Foreign products dominate the food packages of students in many municipalities
For students who have to study remotely during the Covid-19 pandemic, schools are providing food parcels in place of lunches. However, local processors and primary agricultural raw material producers are puzzled as to why these parcels contain so few Latvian-made products. While farmers struggle with the impact of Covid-19 and the government is looking for various support mechanisms to mitigate the crisis in the agricultural sector as well, foreign products dominate the food parcels of many Latvian municipalities.
School meals are supervised by the Food and Veterinary Service, and municipalities are responsible for the contents of the packages distributed. The Ministry of Health website lists the nutritional values for students, but these only serve as recommendations, and municipalities decide for themselves what to do and what to include in the packages.
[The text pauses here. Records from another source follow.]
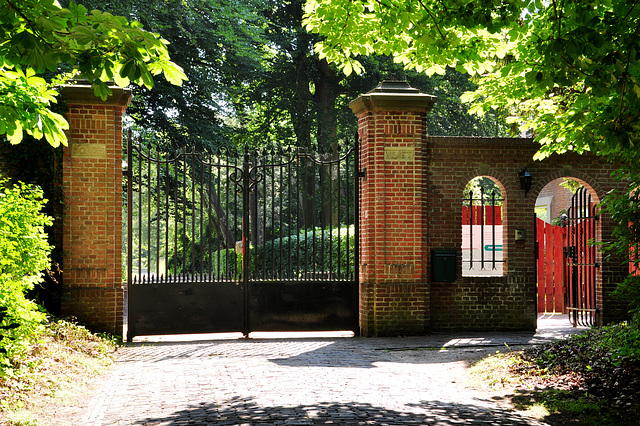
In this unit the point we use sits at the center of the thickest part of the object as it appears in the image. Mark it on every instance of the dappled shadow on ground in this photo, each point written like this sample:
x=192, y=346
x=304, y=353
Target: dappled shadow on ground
x=560, y=407
x=239, y=411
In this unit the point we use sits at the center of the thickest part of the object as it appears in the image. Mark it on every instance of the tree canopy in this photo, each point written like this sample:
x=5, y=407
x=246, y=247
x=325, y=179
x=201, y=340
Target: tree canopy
x=567, y=70
x=39, y=38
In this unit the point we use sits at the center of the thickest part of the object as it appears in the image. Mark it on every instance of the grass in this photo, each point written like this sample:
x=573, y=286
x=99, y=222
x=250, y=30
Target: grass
x=588, y=379
x=63, y=354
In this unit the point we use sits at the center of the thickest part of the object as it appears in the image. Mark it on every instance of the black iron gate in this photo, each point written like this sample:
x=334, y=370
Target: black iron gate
x=267, y=242
x=581, y=259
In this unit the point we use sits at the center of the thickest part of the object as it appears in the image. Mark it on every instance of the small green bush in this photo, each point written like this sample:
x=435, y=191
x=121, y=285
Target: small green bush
x=24, y=254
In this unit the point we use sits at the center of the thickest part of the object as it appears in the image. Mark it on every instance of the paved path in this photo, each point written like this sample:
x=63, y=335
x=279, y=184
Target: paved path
x=305, y=381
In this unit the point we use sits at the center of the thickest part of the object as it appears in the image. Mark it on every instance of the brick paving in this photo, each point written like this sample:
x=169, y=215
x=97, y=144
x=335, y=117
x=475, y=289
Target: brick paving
x=304, y=381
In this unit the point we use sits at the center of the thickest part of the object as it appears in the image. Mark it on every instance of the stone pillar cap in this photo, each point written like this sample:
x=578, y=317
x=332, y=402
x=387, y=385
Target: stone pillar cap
x=392, y=95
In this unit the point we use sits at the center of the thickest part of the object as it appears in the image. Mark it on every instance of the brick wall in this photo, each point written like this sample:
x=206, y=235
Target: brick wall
x=412, y=204
x=92, y=232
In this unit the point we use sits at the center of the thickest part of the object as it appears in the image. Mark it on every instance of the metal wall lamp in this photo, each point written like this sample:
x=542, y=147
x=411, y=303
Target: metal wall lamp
x=525, y=180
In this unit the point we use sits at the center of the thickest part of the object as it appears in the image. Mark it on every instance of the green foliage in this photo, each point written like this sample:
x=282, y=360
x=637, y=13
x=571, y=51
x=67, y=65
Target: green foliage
x=606, y=359
x=24, y=253
x=569, y=71
x=39, y=37
x=624, y=208
x=312, y=251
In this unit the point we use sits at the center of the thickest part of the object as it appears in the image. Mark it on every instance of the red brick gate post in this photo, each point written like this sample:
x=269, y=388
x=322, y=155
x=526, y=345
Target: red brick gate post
x=92, y=230
x=394, y=294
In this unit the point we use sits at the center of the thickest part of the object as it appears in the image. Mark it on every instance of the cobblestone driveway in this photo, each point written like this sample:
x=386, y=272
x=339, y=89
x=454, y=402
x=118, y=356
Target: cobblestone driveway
x=302, y=381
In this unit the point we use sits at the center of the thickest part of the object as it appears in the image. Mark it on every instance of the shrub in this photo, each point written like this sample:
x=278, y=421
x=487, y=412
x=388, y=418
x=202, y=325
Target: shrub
x=24, y=254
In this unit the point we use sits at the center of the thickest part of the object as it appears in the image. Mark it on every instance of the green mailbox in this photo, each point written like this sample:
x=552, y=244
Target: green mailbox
x=443, y=265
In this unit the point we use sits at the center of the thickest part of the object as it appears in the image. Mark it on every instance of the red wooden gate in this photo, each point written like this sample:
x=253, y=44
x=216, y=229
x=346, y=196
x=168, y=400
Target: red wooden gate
x=550, y=240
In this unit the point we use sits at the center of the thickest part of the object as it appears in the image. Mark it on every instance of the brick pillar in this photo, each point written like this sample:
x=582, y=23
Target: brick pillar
x=92, y=225
x=394, y=294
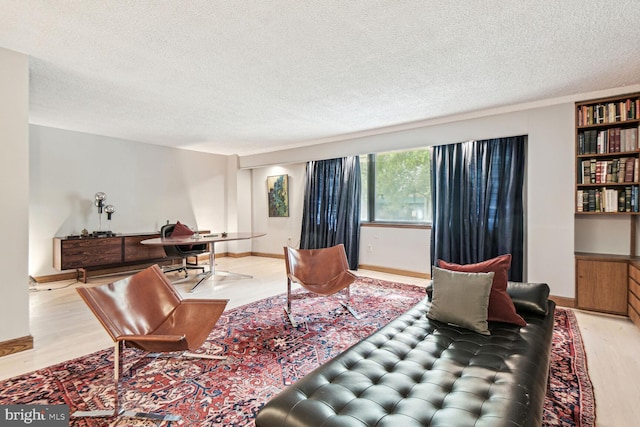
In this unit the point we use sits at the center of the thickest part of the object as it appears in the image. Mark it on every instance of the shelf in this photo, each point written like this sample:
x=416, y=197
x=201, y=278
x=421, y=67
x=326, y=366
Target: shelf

Instead of including more fresh fruits, vegetables, and other locally sourced products in students' food packages, municipalities are creating packages with foreign canned goods, dry cereals, juices, dairy products, chocolates, and cookies.
Since the spring of this year, Latvia has seen a significant drop in the purchase price of milk, which the state has tried to compensate for with various support mechanisms. In Latvia, we produce twice as much milk as we consume ourselves, so we export what is left in the form of raw milk. Therefore, it is not clear why several municipalities prefer Polish and Lithuanian dairy products in school food packages. There are factories and companies in Latvia that produce milk with a shelf life of up to 16 days. In turn, municipalities that do not include packaged milk in their food packages can replace it with cottage cheese, kefir, yogurt or other dairy products produced in Latvia.
ZSA Board Chairman Juris Lazdins: "The position of local governments on choosing foreign products is not clear. It is the municipalities that benefit from local farmers, processing companies and their tax payers, which also go into the budgets of local governments. Therefore, local governments have the obligation not only to provide students with food products, but also to support local farmers and processing companies. We invite local government students to assemble food packages exclusively from food products grown and produced in Latvia.”